意地悪な片思い


 満腹になった私は、お昼休憩の最後にお手洗いに行っていた。

お花をつみ、手を洗いながら午後からの気合いを入れる。顔を洗うとスッキリするみたく、手を洗うと同じように気持ちがリセットするんだ。

よし!
手を拭いた私は静かにそこを出る。

左に曲がると、廊下の遠く向こうに誰か二人立っている。
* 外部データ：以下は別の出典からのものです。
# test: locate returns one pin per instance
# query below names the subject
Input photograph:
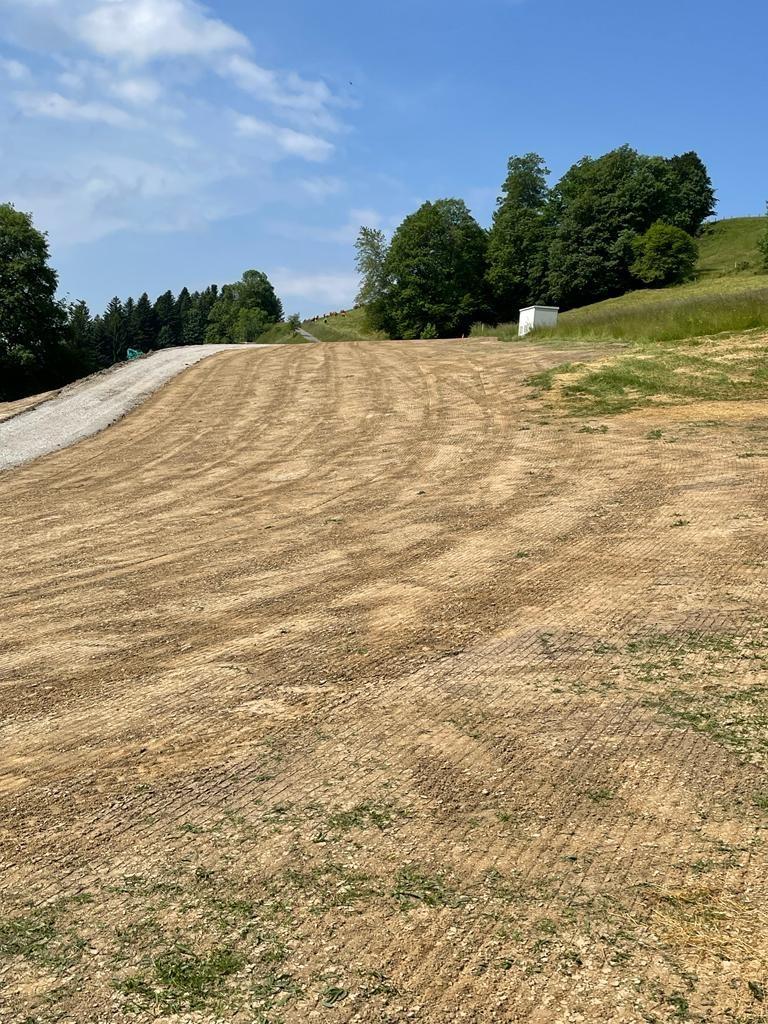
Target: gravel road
(93, 403)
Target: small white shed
(532, 316)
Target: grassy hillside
(346, 326)
(730, 247)
(701, 341)
(729, 295)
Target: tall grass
(346, 326)
(674, 315)
(696, 310)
お手洗いは会議室よりも給湯室よりも資料室よりも向こうにあり、どの部屋よりも遠い。

そのため、廊下で誰かがお話しをしていて
例えそれが叱られている場合でも、
深刻そうな顔つきでの話の場合もその横をすれ違わなければならない。

何度かその経験がある私は今日は大丈夫かなと心配しながら、頭を伏せがちに廊下を歩いていく。
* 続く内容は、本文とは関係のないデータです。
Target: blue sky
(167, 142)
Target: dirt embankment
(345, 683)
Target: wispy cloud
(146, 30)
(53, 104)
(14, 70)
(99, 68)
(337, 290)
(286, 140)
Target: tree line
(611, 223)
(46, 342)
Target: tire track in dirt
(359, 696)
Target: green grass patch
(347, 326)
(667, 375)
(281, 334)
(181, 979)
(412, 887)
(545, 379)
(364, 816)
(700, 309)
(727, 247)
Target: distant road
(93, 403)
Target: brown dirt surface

心配した通りの状況だったら嫌だから、二人の顔も姿も見ないようにする。


そして、顔をあげていれば、その姿形、色が視界にはっきり捕らえられただろう距離になった時、

一瞬ちらっと様子を伺って、あ。って背筋をびくつかせた。

だけどすぐに心を落ち着かせる。

「お疲れ様です。」
 小さな声で存在を目立たせないように、そして顔を見ないように細々と挨拶を交わし、早歩きに近い形で疾走のごとく過ぎ去ろうとする、

「市田。」
 が、その二人の内の一人に声をかけられてしまい、私は渋りながら頭を向けた。

「俺の机の上に資料あるからそれ見といて。」
 優しい口調の長嶋さんに分かりましたとすぐに返事する。

できるなら早急にこの場を立ち去りたい。
別に長嶋さんだけだったら急ぐことはないんだけど……

「お疲れ。」

 うー、いってるそばからこの人は――っ

長嶋さんと話していた相手が私に話しかけてきた。

長嶋さんの前で話すのは、何となく気まずいのに!
そんな動揺を隠し、私はその人に挨拶を返す。

聞き終えて彼の口端がくすっと緩んだあたり、私の反応を絶対面白がってる。